There have been break-neck changes in technology in Southern Africa catalysed by the internet revolution over the past two decades. The adoption of internet technologies as a result of globalization has led to seismic shifts in the banking industry in general and the availing of banking products in particular. Over the past 15 years the Southern African region has witnessed tremendous growth in internet connectivity and electronic banking solutions. South Africa, the regional economic powerhouse, has been at the fore-front of changes in financial services provision underpinned by ever changing e-banking, e-insurance and e-trading in money and capital markets.
The advent of e-banking services has raised a number of key issues. First industry experts have been debating whether e-banking is a threat to the brick and mortar model of banking which has been operational for decades and in some economies for more than a century. Some thinkers in the nascent field of e-finance provision have asserted that e-banking goes beyond merely substituting the traditional approach to banking in that e-finance is actually transformative. There are few scholars who aver that e-finance or e-banking is actually disruptive to the general fabric of banking and economic activity at large.

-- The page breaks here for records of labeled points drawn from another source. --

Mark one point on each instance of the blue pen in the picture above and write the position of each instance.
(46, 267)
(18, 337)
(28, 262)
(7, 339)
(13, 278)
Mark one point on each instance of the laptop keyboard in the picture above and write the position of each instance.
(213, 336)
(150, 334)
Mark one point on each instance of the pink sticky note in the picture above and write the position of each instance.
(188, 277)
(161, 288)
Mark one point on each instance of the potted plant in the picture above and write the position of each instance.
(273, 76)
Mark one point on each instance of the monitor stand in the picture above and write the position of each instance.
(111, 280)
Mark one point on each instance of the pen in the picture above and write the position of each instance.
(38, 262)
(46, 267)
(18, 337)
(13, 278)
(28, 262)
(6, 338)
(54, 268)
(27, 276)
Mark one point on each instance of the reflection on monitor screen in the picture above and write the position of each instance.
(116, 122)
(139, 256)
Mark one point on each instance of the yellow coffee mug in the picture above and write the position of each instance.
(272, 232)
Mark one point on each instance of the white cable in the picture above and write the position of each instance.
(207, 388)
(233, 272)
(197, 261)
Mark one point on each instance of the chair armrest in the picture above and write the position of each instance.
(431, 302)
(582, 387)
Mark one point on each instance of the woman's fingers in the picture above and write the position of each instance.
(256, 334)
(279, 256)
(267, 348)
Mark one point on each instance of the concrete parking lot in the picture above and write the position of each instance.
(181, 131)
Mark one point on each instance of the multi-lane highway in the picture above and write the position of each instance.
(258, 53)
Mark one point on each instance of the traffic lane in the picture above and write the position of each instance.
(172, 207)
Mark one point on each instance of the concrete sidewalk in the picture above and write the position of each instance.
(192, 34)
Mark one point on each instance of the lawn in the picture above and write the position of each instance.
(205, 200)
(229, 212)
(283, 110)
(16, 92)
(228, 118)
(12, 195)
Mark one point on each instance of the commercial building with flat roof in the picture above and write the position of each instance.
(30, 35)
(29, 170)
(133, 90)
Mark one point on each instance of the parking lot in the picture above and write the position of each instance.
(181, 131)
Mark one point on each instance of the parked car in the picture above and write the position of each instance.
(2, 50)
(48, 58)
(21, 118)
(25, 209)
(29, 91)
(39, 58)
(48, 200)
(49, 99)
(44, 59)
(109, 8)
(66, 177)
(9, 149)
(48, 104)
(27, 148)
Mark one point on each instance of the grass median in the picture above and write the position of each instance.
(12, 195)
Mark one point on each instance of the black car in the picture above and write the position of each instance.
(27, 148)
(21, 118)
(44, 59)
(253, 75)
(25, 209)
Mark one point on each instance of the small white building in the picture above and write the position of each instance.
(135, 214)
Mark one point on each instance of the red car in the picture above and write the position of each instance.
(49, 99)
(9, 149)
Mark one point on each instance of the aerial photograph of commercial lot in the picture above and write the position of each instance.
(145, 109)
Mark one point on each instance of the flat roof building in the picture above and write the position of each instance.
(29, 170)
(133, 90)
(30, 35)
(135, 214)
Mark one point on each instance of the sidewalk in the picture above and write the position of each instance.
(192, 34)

It is worth observing that research on e-banking is still at the early stages since the adoption of e-banking solutions is a recent phenomenon, hence empirical literature on this vital subject is sparse. The gap in literature and scholarly debate on the potential of e-banking has been bridged by industry experts. The plus of this approach to bridging the knowledge gap has been that much of the information which exists in the public domain at present is from an inside perspective as opposed to the academic’s bird eye view, an external view indeed. It is imperative to note that over the past 10 years academic interest in e-banking has been growing steadily.
In much of Southern Africa the e-banking revolution began in the early 1990s with the introduction of Automated Teller Machines (ATMs) and Point of Sale (EFTPOS) facilities. In Zimbabwe the e-banking revolution was pioneered by foreign owned financial institutions such as Standard Chartered Bank, Barclays Bank and the Central Africa Building Society (CABS) which is part of the Old Mutual family of financial institutions. It was CABS which spearheaded an interbank and inter-shop interface technology called ZIMSWITCH which enabled clients of certain banks to withdraw money from ATMs of participating banks at lower Baumol-Tobin money demand costs to the client in terms of trips to one’s bank.
Much of the growth in e-financial services provision in Southern Africa has been fostered by South African financial institutions such as Standard Bank, Nedbank, First National Bank (FNB), First Rand Bank and Absa bank to name a few. These South African institutions have been at the forefront of adoption of e-banking solutions which have changed the landscape of banking in most of Southern Africa. This trend raises key questions which are; have these institutions adopted these e-solutions as a survival mechanism? Are these institutions going to survive the e-financial services changes that they have helped introduce? What has been the contribution of e-finance to overall financial sector growth and economic activity? Lastly, has e-finance really promoted financial inclusion, that is, the bringing into mainstream financial economic activities of the unbanked segments of the populations of Sothern African economies?
The questions raised in the foregoing analysis will be addressed in future articles and it is the aim of this column to spark lively debate on key ideas and issues associated with e-finance in Southern Africa.